Travelling without a destination


Meuse Source number 1

When you say that you are going to make a travel, the first question always is: where are you going to? The question seems obvious, but is it really so? I mean, of course, we have to go somewhere when travelling, but is it a matter of fact that the destination is its most important aspect? Is it so that a travel is intrinsically unsuccessful when we don’t reach our destination, i.e. the geographical purpose or purposes of our trip? That we must say that we don’t have made a travel, if we hadn’t at least planned to reach a certain location, even if we don’t reach it for one reason or another?
Although I must go somewhere when making a travel (not counting a travel in my mind), I think that it is quite well possible to go on a trip in which the geographical destination is a redundant aspect. In the Netherlands, the summer this year is rainy and cool. It’s not the type of weather that you would like to go to the beach and take a sunbath. So, sun-worshippers want to go away, to the south, where it is warm and sunny and where you can sunbathe when you like. At present, the Dutch newspapers are full of advertisements with travels to the beaches of Spain, Greece, Turkey or Gambia or wherever they have warm sunny beaches. But is it really important for our sun-worshippers to which of these countries they’ll go? I think it isn’t. What counts is whether there is a good beach, whether the weather is good, the price of the trip and maybe a few things more, but the geographical destination is secondary for most people. They simply want to sunbathe and that’s the actual purpose of the trip.

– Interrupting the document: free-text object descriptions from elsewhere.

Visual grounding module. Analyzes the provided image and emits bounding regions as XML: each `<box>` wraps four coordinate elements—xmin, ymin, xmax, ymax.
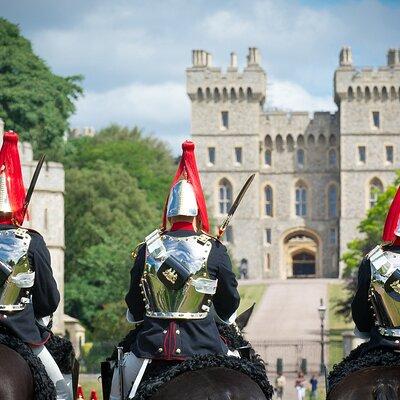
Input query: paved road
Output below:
<box><xmin>241</xmin><ymin>279</ymin><xmax>336</xmax><ymax>400</ymax></box>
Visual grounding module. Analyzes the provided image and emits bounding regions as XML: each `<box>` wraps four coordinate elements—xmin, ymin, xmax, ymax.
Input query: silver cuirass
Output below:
<box><xmin>140</xmin><ymin>230</ymin><xmax>217</xmax><ymax>319</ymax></box>
<box><xmin>369</xmin><ymin>246</ymin><xmax>400</xmax><ymax>337</ymax></box>
<box><xmin>0</xmin><ymin>228</ymin><xmax>34</xmax><ymax>312</ymax></box>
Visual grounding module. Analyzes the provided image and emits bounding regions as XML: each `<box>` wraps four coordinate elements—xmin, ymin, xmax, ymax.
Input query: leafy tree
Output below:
<box><xmin>0</xmin><ymin>18</ymin><xmax>82</xmax><ymax>157</ymax></box>
<box><xmin>63</xmin><ymin>125</ymin><xmax>175</xmax><ymax>206</ymax></box>
<box><xmin>336</xmin><ymin>174</ymin><xmax>400</xmax><ymax>320</ymax></box>
<box><xmin>64</xmin><ymin>160</ymin><xmax>158</xmax><ymax>329</ymax></box>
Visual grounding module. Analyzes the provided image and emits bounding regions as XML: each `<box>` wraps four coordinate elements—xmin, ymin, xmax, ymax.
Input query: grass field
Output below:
<box><xmin>328</xmin><ymin>283</ymin><xmax>354</xmax><ymax>369</ymax></box>
<box><xmin>238</xmin><ymin>283</ymin><xmax>267</xmax><ymax>314</ymax></box>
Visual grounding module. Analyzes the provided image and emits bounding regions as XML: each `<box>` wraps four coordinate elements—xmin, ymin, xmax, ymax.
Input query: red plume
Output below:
<box><xmin>77</xmin><ymin>385</ymin><xmax>85</xmax><ymax>399</ymax></box>
<box><xmin>382</xmin><ymin>186</ymin><xmax>400</xmax><ymax>242</ymax></box>
<box><xmin>0</xmin><ymin>131</ymin><xmax>26</xmax><ymax>225</ymax></box>
<box><xmin>162</xmin><ymin>140</ymin><xmax>209</xmax><ymax>232</ymax></box>
<box><xmin>89</xmin><ymin>389</ymin><xmax>98</xmax><ymax>400</ymax></box>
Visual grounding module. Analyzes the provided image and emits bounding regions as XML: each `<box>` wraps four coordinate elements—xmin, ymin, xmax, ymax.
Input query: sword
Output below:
<box><xmin>21</xmin><ymin>154</ymin><xmax>46</xmax><ymax>220</ymax></box>
<box><xmin>217</xmin><ymin>174</ymin><xmax>255</xmax><ymax>240</ymax></box>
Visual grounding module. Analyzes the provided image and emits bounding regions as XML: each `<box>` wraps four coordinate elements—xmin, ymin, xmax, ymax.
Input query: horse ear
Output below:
<box><xmin>235</xmin><ymin>303</ymin><xmax>255</xmax><ymax>330</ymax></box>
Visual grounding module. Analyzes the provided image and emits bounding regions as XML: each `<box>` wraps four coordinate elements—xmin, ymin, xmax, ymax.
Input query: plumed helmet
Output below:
<box><xmin>166</xmin><ymin>180</ymin><xmax>198</xmax><ymax>218</ymax></box>
<box><xmin>383</xmin><ymin>186</ymin><xmax>400</xmax><ymax>242</ymax></box>
<box><xmin>0</xmin><ymin>131</ymin><xmax>26</xmax><ymax>225</ymax></box>
<box><xmin>162</xmin><ymin>140</ymin><xmax>209</xmax><ymax>232</ymax></box>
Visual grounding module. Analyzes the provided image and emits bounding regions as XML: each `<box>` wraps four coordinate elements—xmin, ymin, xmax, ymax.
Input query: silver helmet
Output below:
<box><xmin>166</xmin><ymin>180</ymin><xmax>198</xmax><ymax>218</ymax></box>
<box><xmin>0</xmin><ymin>168</ymin><xmax>12</xmax><ymax>217</ymax></box>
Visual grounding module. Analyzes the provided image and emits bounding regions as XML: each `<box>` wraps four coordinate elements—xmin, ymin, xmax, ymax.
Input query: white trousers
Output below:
<box><xmin>30</xmin><ymin>345</ymin><xmax>73</xmax><ymax>400</ymax></box>
<box><xmin>110</xmin><ymin>352</ymin><xmax>145</xmax><ymax>400</ymax></box>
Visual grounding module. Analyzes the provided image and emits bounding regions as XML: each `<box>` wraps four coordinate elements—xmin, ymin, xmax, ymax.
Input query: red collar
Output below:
<box><xmin>170</xmin><ymin>221</ymin><xmax>195</xmax><ymax>232</ymax></box>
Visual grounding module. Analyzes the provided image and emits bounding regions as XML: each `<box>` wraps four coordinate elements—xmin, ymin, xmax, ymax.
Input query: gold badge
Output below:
<box><xmin>390</xmin><ymin>280</ymin><xmax>400</xmax><ymax>294</ymax></box>
<box><xmin>163</xmin><ymin>268</ymin><xmax>178</xmax><ymax>284</ymax></box>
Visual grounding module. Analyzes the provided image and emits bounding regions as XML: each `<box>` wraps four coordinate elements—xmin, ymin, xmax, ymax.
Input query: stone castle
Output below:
<box><xmin>187</xmin><ymin>47</ymin><xmax>400</xmax><ymax>279</ymax></box>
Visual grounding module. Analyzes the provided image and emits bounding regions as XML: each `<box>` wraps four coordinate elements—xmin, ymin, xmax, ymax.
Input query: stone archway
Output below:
<box><xmin>283</xmin><ymin>230</ymin><xmax>320</xmax><ymax>278</ymax></box>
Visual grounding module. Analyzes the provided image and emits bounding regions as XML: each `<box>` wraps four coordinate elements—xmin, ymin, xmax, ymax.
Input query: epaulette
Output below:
<box><xmin>198</xmin><ymin>230</ymin><xmax>220</xmax><ymax>243</ymax></box>
<box><xmin>131</xmin><ymin>242</ymin><xmax>145</xmax><ymax>260</ymax></box>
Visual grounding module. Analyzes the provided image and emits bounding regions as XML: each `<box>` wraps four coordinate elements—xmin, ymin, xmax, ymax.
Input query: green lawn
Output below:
<box><xmin>328</xmin><ymin>283</ymin><xmax>354</xmax><ymax>369</ymax></box>
<box><xmin>238</xmin><ymin>283</ymin><xmax>267</xmax><ymax>314</ymax></box>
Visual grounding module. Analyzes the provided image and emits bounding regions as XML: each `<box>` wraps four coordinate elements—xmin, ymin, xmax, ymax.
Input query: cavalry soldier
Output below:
<box><xmin>0</xmin><ymin>131</ymin><xmax>72</xmax><ymax>400</ymax></box>
<box><xmin>109</xmin><ymin>140</ymin><xmax>240</xmax><ymax>399</ymax></box>
<box><xmin>352</xmin><ymin>185</ymin><xmax>400</xmax><ymax>349</ymax></box>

Or to take another instance, my wife and I just returned from Northeastern France, where we followed the River Meuse from Sedan till its sources. Once we had seen the sources, we directly drove home. Does this mean that the Meuse sources were the destination and primary purpose of our trip? That the first question to ask about our travel is “Where have you been?” with a “to the Meuse sources” as its obvious reply? No, for what we really have done there is making photos of towns and villages on the Meuse with a pinhole camera. We had allotted two weeks for the project, and when we wouldn’t have reached the sources of the river, we still would have made a lot of pinhole pictures and we might go there later again for doing the last part of the river. Moreover, my actual project is not so much taking pinhole photos of towns and villages on the Meuse, but making such photos along any river. Since such a purpose is too abstract, this time I had chosen the Meuse in France as the river and then its sources as the logical final destination of the present trip. So we can say that travelling along the Meuse was the secondary destination of our trip and seeing its sources the tertiary destination. The purpose of the trip or, if you like, its primary destination, was taking pinhole photos of towns and villages on a river, in this case on the Meuse.
The upshot is: There are many ways to travel. Travelling to a geographical destination is only one way, and often this aim is secondary at most.